L’atto d’amore di Pietro Scarponi, commerciante e politico Si sottopone a un intervento per salvare un 40enne gravemente malato

PESCASSEROLI. Vola in Colorado per donare il rene al figlio di un caro amico. Arriva da Pescasseroli la storia di solidarietà che ha come protagonista Pietro Scarponi, commerciante ed ex amministratore locale. L’uomo ha deciso di sottoporsi a un intervento chirurgico per donare il rene a Carlo M., 40enne che da anni frequenta Pescasseroli.

A raccontare il gesto di Pietro, che si trova ricoverato all’University of Colorado hospital, è Francesca Pistilli, amica di famiglia che in questi anni ha seguito tutto il percorso, medico e personale, che lo ha portato a maturare la decisione.

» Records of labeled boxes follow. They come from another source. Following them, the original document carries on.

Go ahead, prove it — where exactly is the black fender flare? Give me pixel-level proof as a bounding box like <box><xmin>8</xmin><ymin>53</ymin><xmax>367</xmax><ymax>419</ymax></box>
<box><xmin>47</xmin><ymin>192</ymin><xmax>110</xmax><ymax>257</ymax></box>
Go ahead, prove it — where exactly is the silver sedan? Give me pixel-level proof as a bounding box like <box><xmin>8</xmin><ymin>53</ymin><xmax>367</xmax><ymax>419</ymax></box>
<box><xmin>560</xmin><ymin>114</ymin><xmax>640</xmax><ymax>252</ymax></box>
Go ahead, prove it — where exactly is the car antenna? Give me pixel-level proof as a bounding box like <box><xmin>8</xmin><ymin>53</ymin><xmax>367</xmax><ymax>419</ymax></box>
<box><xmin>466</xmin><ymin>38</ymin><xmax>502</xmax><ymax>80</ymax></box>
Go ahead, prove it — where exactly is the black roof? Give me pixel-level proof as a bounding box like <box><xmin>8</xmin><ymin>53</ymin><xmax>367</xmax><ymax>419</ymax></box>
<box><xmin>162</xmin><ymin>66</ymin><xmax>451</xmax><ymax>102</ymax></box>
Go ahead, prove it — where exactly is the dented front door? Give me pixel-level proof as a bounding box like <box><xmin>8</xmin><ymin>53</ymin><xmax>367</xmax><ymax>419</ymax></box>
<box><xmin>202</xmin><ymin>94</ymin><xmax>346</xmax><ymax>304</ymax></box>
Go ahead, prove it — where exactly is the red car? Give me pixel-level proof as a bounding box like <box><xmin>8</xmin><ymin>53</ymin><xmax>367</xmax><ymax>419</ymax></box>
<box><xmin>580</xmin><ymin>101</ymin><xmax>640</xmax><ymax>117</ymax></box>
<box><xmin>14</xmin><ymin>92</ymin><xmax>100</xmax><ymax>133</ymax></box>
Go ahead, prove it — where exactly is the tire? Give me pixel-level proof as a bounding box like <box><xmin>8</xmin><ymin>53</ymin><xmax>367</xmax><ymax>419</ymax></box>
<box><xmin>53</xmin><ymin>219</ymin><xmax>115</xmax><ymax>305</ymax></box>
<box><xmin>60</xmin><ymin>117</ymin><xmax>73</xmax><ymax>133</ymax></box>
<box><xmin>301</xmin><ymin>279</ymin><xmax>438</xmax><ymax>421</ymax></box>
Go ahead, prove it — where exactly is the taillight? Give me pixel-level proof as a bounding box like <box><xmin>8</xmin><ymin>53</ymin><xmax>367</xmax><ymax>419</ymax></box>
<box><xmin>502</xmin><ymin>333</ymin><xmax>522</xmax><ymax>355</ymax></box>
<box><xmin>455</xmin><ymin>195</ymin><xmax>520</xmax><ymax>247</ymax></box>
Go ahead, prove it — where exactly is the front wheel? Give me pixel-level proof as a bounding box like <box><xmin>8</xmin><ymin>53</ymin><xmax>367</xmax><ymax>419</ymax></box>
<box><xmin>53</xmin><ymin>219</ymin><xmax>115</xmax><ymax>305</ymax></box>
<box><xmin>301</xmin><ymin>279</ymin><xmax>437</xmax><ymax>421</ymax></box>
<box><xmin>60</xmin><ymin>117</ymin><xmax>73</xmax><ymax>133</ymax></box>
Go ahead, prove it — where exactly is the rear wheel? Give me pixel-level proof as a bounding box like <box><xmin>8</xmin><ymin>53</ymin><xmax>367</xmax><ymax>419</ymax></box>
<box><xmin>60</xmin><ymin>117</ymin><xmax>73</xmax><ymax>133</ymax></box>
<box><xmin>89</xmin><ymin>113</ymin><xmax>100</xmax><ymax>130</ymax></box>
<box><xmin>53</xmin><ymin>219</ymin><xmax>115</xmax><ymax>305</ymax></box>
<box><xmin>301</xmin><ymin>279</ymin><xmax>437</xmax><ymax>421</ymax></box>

«Carlo» ha raccontato Francesca Pistilli «si era già sottoposto a trapianto alcuni anni fa, ricevendo un rene dalla sorella. Pietro, da anni legato da profonda amicizia con il padre di Carlo, ha deciso di offrire il suo rene iniziando tutti gli accertamenti necessari che hanno poi portato all’operazione».

Un percorso durato alcuni anni, durante i quali Pietro Scarponi ha dovuto anche perdere diversi chili per fare in modo che il suo organismo fosse perfettamente pronto per affrontare l’operazione. «Anche dal Colorado» ha aggiunto Francesca Pistilli «ci teniamo in contatto e non appena è stato possibile mi ha mandato un sms scrivendomi: sto bene, è andato tutto bene». Profondamente toccata dal gesto del suo concittadino è anche il vicesindaco Stefania Tudini, “avversaria” politica insieme all’attuale sindaco Anna Nanni, di Pietro Scarponi, anch’egli candidato per la poltrona di primo cittadino nell’ultima tornata elettorale.

«In questi anni» ha detto Stefania Tudini «ho avuto modo di conoscere Carlo che frequentava abitualmente Pescasseroli. Ammiro Pietro Scarponi per il suo gesto che pochi avrebbero avuto il coraggio di compiere».

E l’evento di cui Pietro Scarponi è protagonista è eccezionale anche sotto il profilo tecnico: l’intervento è avvenuto durante un triplice incrocio tra sei persone che vivono in paesi diversi (Missouri, Colorado e Oregon). Grazie ad un sistema di alta tecnologia, denominato “Cross o paired donation” è stato possibile superare l’ostacolo dei problemi di trasporto e di consegna urgente degli organi tra il donatore e il ricevente.